These reports can be effective for enterprises in improving their resilience, Dai said. However, he did point out that AWS could better help customers minimize downtime and business risk by promoting multi-region architectures, active-active failover, and redundant DNS strategies.
Further, he said that while reports will help in accelerating post-mortem analysis, it is far from enough, and only continuous product improvement, along with practice optimization, can help minimize systemic risks.
Generating an incident report
In order to take advantage of the new capability, enterprise users need to ask questions off the CloudWatch investigation assistant about a particular service’s performance issues or the reason behind its downtime.
Once a user requests such information, the AI-powered assistant scans the system to find telemetry that might be relevant to the situation, and generates hypotheses based on what it finds.

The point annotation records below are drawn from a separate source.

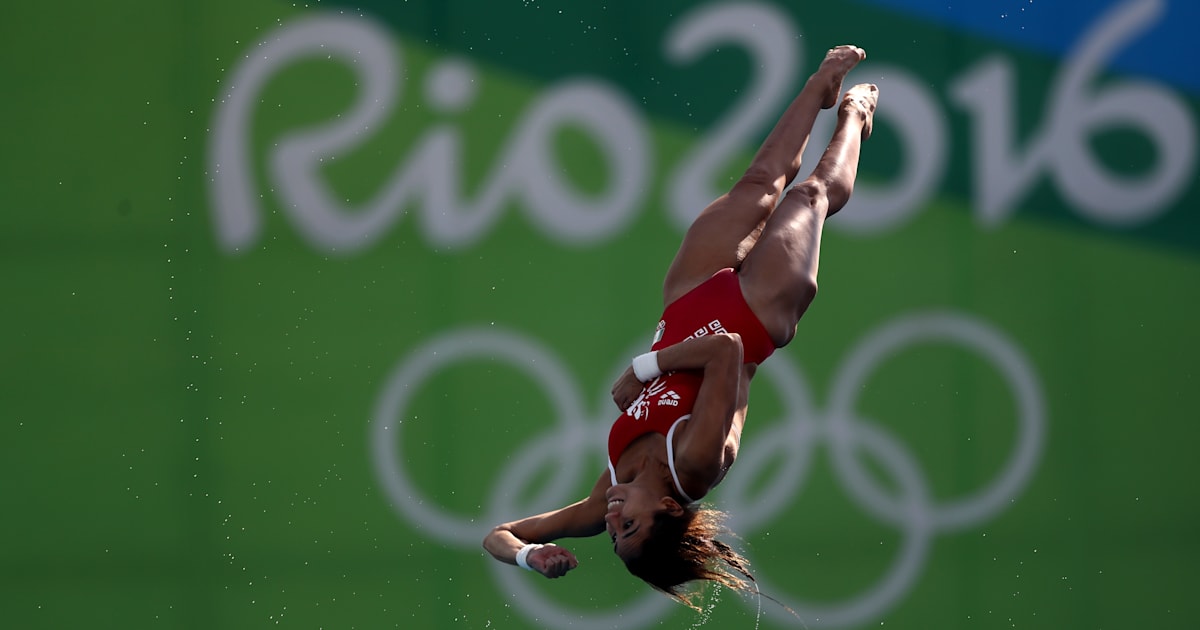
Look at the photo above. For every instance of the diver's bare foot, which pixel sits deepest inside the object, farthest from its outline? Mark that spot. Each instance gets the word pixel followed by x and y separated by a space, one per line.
pixel 859 101
pixel 833 70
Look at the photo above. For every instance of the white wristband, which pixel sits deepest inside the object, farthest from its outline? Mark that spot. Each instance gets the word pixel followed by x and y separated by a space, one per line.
pixel 523 555
pixel 646 366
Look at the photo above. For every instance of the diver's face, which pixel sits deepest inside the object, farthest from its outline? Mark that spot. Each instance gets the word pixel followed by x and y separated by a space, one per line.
pixel 630 516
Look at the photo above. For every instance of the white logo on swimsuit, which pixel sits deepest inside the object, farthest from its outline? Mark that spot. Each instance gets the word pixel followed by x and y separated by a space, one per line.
pixel 641 407
pixel 713 328
pixel 786 447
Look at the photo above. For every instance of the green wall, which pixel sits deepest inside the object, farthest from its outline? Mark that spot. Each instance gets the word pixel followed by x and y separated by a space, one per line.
pixel 304 299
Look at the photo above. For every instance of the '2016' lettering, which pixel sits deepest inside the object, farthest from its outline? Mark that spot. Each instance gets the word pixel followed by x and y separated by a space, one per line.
pixel 526 168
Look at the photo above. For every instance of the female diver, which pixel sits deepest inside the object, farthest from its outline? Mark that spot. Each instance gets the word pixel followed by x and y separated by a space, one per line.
pixel 739 283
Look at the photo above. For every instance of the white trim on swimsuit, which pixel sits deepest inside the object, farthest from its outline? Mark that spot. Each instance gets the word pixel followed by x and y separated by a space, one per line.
pixel 675 477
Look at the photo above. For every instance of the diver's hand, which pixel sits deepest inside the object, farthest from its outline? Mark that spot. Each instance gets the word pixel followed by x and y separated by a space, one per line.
pixel 552 561
pixel 627 389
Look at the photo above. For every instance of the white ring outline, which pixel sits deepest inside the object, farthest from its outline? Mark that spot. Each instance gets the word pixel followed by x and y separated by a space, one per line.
pixel 841 432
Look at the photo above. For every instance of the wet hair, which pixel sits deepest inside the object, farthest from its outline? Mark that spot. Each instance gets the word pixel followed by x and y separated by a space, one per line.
pixel 684 549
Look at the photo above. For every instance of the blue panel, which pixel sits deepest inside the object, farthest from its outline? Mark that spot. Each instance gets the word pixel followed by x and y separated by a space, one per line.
pixel 1169 49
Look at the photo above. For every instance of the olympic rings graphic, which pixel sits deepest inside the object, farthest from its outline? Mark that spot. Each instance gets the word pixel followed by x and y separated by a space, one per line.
pixel 791 443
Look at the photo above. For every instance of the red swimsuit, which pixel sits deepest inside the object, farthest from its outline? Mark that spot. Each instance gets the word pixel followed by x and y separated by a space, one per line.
pixel 714 306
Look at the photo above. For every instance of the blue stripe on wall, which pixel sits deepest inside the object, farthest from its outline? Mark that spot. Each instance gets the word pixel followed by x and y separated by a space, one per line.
pixel 1169 51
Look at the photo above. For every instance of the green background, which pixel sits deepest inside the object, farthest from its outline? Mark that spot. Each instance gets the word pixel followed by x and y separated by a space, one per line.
pixel 186 431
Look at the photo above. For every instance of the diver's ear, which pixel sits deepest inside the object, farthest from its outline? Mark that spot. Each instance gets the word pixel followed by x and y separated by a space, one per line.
pixel 672 507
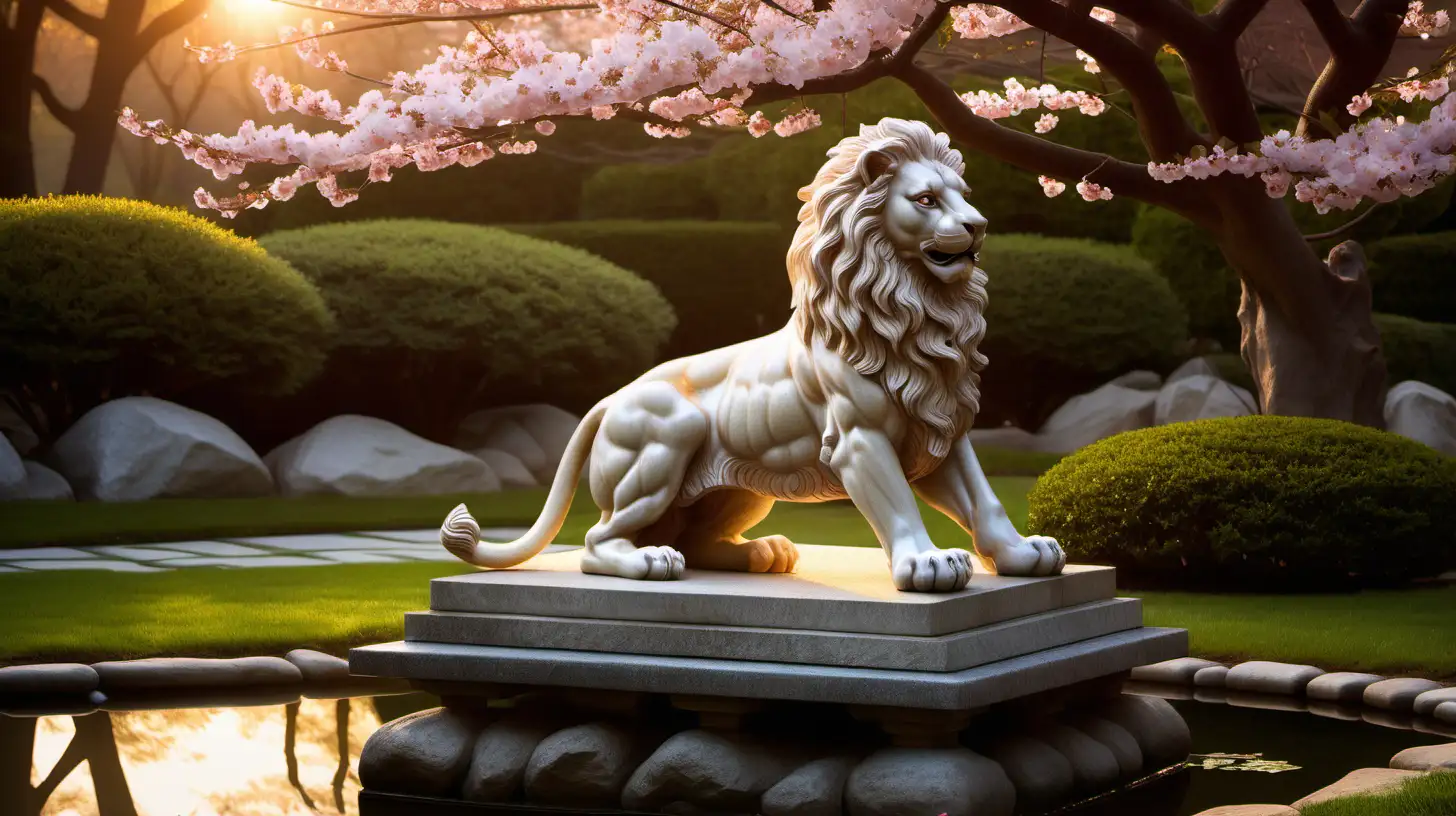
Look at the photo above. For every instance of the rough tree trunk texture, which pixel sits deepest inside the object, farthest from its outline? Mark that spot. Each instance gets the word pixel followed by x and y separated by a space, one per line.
pixel 16 56
pixel 1308 332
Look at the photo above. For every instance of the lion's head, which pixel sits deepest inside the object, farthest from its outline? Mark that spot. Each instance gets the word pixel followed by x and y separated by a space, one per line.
pixel 884 273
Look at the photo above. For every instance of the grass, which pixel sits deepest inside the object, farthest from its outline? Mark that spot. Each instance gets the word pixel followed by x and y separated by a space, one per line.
pixel 1433 794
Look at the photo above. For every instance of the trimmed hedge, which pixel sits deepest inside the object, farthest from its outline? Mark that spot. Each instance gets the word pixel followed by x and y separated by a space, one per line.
pixel 104 297
pixel 437 319
pixel 1194 267
pixel 1414 276
pixel 1254 503
pixel 727 281
pixel 1066 315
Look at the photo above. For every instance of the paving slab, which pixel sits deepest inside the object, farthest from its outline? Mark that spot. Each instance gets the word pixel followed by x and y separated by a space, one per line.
pixel 942 653
pixel 42 554
pixel 948 691
pixel 213 548
pixel 252 561
pixel 86 564
pixel 843 589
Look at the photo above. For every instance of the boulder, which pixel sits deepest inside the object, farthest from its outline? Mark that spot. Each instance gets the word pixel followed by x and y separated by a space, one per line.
pixel 915 781
pixel 1201 397
pixel 507 468
pixel 1397 694
pixel 1426 758
pixel 1194 367
pixel 354 455
pixel 12 472
pixel 1180 671
pixel 1426 703
pixel 536 434
pixel 583 765
pixel 421 754
pixel 1423 413
pixel 816 789
pixel 1089 417
pixel 1365 780
pixel 1139 381
pixel 1340 687
pixel 1265 676
pixel 44 484
pixel 140 448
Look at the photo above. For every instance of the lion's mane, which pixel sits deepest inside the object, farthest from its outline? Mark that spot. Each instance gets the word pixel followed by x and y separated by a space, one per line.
pixel 887 318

Once the hypotheses are accepted by the user, the assistant can be asked to generate an incident report, the company wrote in its documentation.
Currently, the incident report generation feature is available in US East (N. Virginia), US East (Ohio), US West (Oregon), Asia Pacific (Hong Kong), Asia Pacific (Mumbai), Asia Pacific (Singapore), Asia Pacific (Sydney), Asia Pacific (Tokyo), Europe (Frankfurt), Europe (Ireland), Europe (Spain), and Europe (Stockholm) regions.